Olhou a estação, mergulhada numa rotina que lhe dava vida, fumo, azáfama e sabor a velho, quase que via locomotivas a vapor a deslizar sobre os carris e a trazer a felicidade escondida num rosto, ou dois, ou nenhum. A espera é ácida pela incerteza que finge amparar as dúvidas.
Levantou-se ao sinal sonoro, está a dar entrada na linha o comboio proveniente da terra da saudade, das fogueiras e dos abraços feitos mãos entrelaçadas. Sentiu o calor da espera percorrer o corpo como se de si saíssem todas as palavras que gostaria de poder dizer. Apertou os nós dos dedos, finalmente, finalmente. Quantas esperas, quantos passos percorridos em rumos perdidos, quantos, meu deus, chegam agora ao fim possível, à suspensão da distância.

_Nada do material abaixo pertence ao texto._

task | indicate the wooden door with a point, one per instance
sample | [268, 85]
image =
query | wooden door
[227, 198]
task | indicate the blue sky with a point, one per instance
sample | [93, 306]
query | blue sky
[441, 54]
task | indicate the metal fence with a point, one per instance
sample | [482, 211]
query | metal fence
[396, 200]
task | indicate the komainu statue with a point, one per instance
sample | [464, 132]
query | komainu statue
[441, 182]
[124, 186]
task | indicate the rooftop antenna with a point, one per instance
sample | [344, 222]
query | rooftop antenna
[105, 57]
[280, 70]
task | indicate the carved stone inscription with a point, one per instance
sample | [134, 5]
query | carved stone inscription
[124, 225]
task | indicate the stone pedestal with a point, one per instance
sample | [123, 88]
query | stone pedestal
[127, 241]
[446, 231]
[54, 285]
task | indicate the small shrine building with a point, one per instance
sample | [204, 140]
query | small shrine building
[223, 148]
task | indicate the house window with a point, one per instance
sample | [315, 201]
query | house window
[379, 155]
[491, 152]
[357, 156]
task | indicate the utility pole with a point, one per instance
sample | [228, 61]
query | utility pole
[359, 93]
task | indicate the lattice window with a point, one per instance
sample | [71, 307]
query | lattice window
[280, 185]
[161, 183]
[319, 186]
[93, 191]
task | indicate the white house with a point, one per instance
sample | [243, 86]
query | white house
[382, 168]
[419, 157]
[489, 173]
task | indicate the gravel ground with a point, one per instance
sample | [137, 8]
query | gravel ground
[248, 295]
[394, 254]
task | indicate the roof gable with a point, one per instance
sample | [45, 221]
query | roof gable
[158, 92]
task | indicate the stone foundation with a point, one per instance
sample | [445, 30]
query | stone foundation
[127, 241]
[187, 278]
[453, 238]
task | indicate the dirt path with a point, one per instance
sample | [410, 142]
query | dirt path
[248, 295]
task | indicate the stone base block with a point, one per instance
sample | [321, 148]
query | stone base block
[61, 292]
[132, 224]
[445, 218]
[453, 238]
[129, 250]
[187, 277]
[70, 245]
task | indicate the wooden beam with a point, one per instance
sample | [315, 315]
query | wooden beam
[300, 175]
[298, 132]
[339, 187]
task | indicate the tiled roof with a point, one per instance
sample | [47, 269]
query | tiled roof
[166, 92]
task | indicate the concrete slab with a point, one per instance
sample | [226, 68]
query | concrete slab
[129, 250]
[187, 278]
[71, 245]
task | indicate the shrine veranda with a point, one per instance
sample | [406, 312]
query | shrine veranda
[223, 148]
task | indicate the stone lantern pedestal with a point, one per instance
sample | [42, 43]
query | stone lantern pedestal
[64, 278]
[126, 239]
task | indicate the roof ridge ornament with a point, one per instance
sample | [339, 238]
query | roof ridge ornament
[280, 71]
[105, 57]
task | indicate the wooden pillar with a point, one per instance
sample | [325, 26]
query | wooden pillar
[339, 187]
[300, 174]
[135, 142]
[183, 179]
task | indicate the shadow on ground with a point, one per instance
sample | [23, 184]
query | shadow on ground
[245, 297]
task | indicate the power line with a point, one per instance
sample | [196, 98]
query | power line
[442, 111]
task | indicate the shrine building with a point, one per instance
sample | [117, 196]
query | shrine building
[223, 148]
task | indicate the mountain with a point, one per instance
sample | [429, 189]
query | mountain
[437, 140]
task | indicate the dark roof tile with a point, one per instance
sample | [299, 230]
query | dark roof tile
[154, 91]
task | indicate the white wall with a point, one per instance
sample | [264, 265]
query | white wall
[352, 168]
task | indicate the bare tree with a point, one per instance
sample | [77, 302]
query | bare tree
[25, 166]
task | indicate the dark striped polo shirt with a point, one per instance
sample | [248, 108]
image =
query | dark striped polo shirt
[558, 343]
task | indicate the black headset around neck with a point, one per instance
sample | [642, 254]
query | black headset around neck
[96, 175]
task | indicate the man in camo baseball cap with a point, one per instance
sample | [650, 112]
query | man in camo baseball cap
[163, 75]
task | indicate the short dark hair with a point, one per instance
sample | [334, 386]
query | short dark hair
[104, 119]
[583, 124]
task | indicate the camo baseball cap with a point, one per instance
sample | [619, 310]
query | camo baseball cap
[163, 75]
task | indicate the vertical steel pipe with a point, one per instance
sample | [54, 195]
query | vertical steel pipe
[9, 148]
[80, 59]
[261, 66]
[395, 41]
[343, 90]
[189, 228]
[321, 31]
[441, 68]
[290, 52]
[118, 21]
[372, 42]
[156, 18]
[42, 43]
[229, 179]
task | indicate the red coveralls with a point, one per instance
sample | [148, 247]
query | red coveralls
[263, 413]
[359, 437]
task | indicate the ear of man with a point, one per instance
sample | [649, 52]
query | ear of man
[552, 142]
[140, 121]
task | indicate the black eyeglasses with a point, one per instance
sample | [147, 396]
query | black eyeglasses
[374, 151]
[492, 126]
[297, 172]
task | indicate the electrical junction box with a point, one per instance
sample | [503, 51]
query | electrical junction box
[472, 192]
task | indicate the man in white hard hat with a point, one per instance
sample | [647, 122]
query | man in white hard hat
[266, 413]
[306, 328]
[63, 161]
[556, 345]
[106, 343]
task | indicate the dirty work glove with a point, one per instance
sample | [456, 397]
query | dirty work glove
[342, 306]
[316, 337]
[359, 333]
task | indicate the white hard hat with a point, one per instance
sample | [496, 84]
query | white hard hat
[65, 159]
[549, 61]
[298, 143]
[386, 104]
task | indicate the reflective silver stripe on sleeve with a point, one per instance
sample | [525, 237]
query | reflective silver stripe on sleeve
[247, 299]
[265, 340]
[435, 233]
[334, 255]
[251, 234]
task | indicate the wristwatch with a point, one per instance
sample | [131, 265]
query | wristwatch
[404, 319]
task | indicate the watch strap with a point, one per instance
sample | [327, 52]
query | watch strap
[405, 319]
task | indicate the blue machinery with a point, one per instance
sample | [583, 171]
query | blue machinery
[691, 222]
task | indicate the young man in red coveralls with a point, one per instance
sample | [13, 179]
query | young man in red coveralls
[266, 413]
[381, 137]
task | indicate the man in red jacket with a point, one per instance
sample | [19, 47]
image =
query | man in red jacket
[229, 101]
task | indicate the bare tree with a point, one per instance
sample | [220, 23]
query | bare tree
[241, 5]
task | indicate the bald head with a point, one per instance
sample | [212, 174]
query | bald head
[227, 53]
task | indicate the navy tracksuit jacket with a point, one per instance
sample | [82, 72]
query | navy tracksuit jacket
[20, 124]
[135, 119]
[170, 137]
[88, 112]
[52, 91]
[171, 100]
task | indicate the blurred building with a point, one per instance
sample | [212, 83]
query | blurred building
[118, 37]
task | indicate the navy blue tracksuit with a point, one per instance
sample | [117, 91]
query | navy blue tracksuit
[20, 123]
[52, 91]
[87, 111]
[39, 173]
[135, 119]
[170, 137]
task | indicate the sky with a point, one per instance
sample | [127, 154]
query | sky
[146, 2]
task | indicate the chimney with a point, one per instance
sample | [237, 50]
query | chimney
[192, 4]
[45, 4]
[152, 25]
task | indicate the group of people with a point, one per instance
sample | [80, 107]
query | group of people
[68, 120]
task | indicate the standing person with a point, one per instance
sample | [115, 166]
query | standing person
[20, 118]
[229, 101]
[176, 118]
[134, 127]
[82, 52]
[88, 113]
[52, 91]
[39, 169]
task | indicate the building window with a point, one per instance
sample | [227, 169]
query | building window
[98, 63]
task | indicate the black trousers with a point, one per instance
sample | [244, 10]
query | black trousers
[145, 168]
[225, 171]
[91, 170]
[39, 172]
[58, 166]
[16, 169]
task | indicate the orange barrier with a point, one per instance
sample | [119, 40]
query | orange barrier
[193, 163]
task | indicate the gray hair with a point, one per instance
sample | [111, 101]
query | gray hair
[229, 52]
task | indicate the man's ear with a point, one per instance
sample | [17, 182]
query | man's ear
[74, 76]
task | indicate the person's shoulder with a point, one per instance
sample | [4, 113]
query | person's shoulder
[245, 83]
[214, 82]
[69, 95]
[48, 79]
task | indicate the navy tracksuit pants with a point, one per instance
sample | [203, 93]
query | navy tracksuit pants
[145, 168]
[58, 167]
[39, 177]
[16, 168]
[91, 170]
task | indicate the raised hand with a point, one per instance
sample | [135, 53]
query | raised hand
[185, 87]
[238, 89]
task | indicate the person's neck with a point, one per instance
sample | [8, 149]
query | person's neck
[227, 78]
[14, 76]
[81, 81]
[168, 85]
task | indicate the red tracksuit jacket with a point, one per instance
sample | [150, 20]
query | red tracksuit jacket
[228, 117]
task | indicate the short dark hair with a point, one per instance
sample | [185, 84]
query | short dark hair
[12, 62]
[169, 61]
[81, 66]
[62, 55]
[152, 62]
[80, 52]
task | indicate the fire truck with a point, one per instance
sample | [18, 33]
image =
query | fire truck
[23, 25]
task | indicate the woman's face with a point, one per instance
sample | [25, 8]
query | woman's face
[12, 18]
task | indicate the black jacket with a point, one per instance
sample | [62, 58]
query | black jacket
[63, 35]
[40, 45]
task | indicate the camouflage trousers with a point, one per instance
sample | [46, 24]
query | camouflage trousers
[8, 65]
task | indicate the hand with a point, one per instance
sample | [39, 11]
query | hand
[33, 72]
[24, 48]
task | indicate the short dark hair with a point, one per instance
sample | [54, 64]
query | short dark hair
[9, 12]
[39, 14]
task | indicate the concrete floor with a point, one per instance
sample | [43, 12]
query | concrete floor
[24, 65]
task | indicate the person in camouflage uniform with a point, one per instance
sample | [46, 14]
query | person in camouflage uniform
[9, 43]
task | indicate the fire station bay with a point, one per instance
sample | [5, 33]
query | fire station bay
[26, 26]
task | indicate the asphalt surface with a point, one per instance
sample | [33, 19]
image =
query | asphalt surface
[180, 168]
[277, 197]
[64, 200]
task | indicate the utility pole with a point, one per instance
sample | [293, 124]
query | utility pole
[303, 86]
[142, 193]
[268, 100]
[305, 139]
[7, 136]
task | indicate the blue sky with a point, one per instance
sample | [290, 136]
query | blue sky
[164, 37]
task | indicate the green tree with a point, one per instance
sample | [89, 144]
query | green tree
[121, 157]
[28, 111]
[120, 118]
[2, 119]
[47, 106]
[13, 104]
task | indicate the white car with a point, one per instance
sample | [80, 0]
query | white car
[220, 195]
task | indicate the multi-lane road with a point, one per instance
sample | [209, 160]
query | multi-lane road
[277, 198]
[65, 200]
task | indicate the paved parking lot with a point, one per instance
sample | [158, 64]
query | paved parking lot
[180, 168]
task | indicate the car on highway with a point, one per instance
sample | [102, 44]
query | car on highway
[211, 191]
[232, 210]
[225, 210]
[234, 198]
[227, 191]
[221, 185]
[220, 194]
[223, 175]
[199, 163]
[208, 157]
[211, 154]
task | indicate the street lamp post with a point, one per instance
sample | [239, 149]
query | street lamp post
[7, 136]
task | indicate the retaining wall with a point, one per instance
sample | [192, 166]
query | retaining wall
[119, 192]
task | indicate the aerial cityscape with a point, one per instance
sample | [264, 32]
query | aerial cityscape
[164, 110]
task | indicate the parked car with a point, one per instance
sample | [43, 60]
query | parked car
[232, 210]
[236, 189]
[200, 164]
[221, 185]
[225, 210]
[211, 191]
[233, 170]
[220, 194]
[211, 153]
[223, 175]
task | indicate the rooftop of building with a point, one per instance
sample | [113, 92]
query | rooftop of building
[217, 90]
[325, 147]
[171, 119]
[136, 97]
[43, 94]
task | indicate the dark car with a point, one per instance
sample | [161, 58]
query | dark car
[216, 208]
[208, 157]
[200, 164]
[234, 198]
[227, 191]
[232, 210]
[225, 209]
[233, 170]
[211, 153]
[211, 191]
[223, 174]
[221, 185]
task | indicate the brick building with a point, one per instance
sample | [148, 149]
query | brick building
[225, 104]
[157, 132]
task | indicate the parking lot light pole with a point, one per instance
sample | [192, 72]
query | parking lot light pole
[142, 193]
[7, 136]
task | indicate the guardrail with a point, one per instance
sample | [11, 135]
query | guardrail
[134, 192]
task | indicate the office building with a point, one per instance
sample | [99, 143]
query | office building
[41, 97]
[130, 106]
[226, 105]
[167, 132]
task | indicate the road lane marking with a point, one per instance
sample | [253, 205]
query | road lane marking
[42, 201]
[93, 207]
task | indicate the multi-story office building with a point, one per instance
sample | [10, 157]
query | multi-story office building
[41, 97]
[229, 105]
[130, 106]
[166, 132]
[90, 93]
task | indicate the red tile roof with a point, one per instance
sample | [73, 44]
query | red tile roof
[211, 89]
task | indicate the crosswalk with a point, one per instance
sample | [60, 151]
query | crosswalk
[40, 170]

O olhar varreu a plataforma. E a acidez fez-se um rosto, deu de si, desenhada nesse rosto que o acalentava e permanecia ao seu lado. Era a felicidade, ácida e radiante. Esse travo de acidez que o fazia estremecer a cada gesto, a cada momento, a cada contorno, que o despertava para um abraço esperado. Ácido querer e ácido desejo de quem quer sempre mais na paz de amar o que tem.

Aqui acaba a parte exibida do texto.